Sokół-300 wchodzi do gry. Sięgnie nawet rosyjskich baz w Arktyce

Siły Zbrojne Ukrainy doczekały się kolejnego uzbrojenia lokalnej produkcji. To drony Sokół-300, które mają sięgnąć nawet tak oddalonych celów jak rosyjskie bazy w Arktyce. Po raz pierwszy usłyszeliśmy o nich już trzy lata temu, a teraz trafiają w ręce żołnierzy.

Siły Zbrojne Ukrainy doczekały się kolejnego uzbrojenia lokalnej produkcji. To drony Sokół-300, które mają sięgnąć nawet tak oddalonych celów jak rosyjskie bazy w Arktyce. Po raz pierwszy usłyszeliśmy o nich już trzy lata temu, a teraz trafiają w ręce żołnierzy.
Ukraińskie wojsko dostało Sokoła-300. To dron szturmowy podobny do Bayraktara TB-2 /Twitter/Ukraine Battle Map i Militarnyi/mil.in.ua /domena publiczna

Jak informuje BulgarianMilitary.com, powołując się na twitterowy kanał Ukraine Battle Map (UBM), na uzbrojenie ukraińskich sił zbrojnych weszła nowa amunicja, a mianowicie dron lokalnej produkcji wyraźnie przypominający legendarne tureckie Bayraktary, o którym pierwszy raz usłyszeliśmy już trzy lata temu. Sokół-300, bo o nim właśnie mowa, to ogromna konstrukcja o długości 8,5 m i rozpiętości skrzydeł wynoszącej 14 m.

Według infografiki zamieszczonej na Twitterze przez UBM, dron charakteryzuje się ładownością do 300 kg i może wznieść się na maksymalną wysokość nieco ponad 9 km (zdaniem Ukraine Battle Map maksymalny pułap to jednak 12 km), a jego zasięg to imponujące 3300 km. To odległość od punktu granicznego Rosji i Ukrainy do co najmniej 80 baz lotniczych znajdujących się na rosyjskim kole podbiegunowym w Murmańsku, co oznacza poważne kłopoty Moskwy.

Sokół-300 lepszy niż Bayraktar TB-2?

Reklama

Dlaczego?
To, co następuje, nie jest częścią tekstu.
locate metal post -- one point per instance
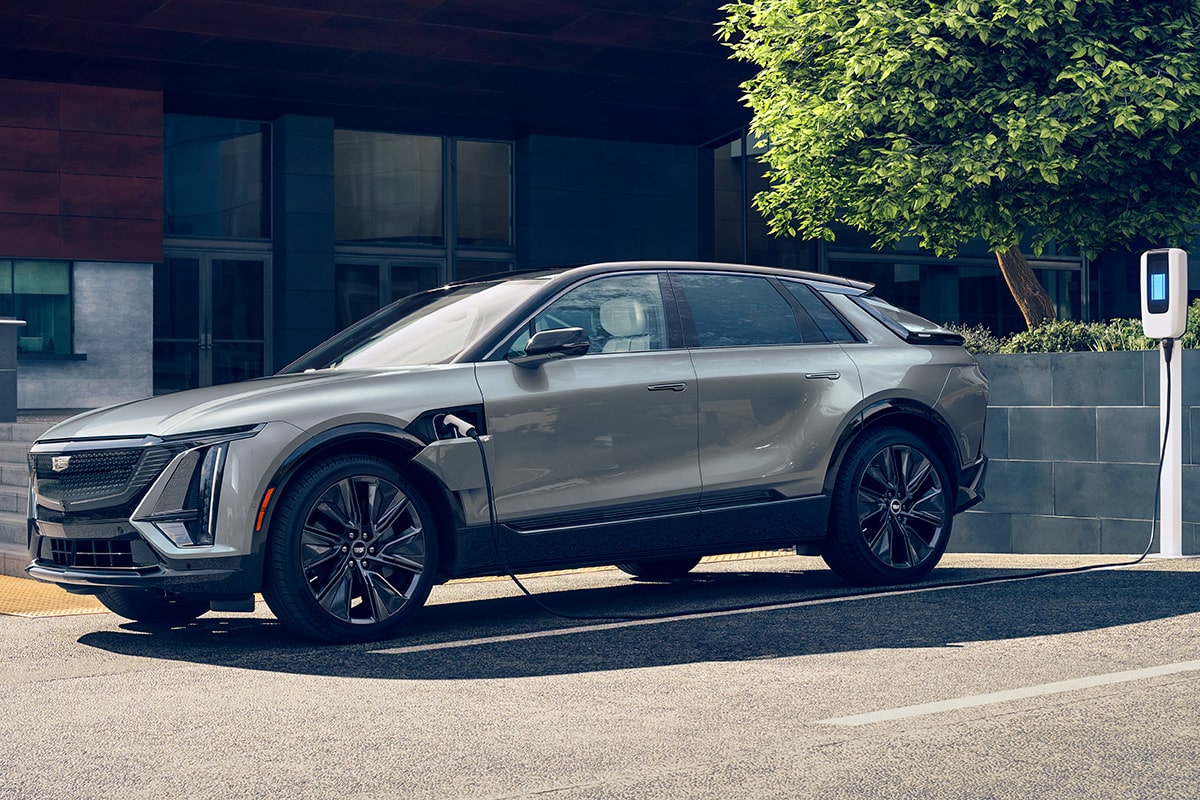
(1170, 482)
Ano dlatego, że to właśnie tam Moskwa stacjonuje znaczną część swoich bombowców, które coraz częściej biorą udział w nalotach na Ukrainę - w tej części Rosji rozmieszczone są także bombowce strategiczne, jak T-95 i Tu-160. A co jeszcze wiemy o Sokole-300? Został opracowany przez inżynierów z biura projektowego "Luch", którzy zadbali o to, by mógł być napędzany kilkoma rodzajami silników, w zależności od potrzeb i dostępności. 

Mogą to być ukraiński model AI-450T2 lub austriacki Rotax 914, w zależności od wyboru zmienia się masa startowa drona oraz jego zasięg, bo ten pierwszy oferuje maksymalnie 1300 km, a modyfikacja z tym drugim może pokonać już do 3300 km. System sterowania składa się z bloku inercyjnego i żyroskopów laserowych, które zostały opracowane przez firmę narzędziową "Arsenal".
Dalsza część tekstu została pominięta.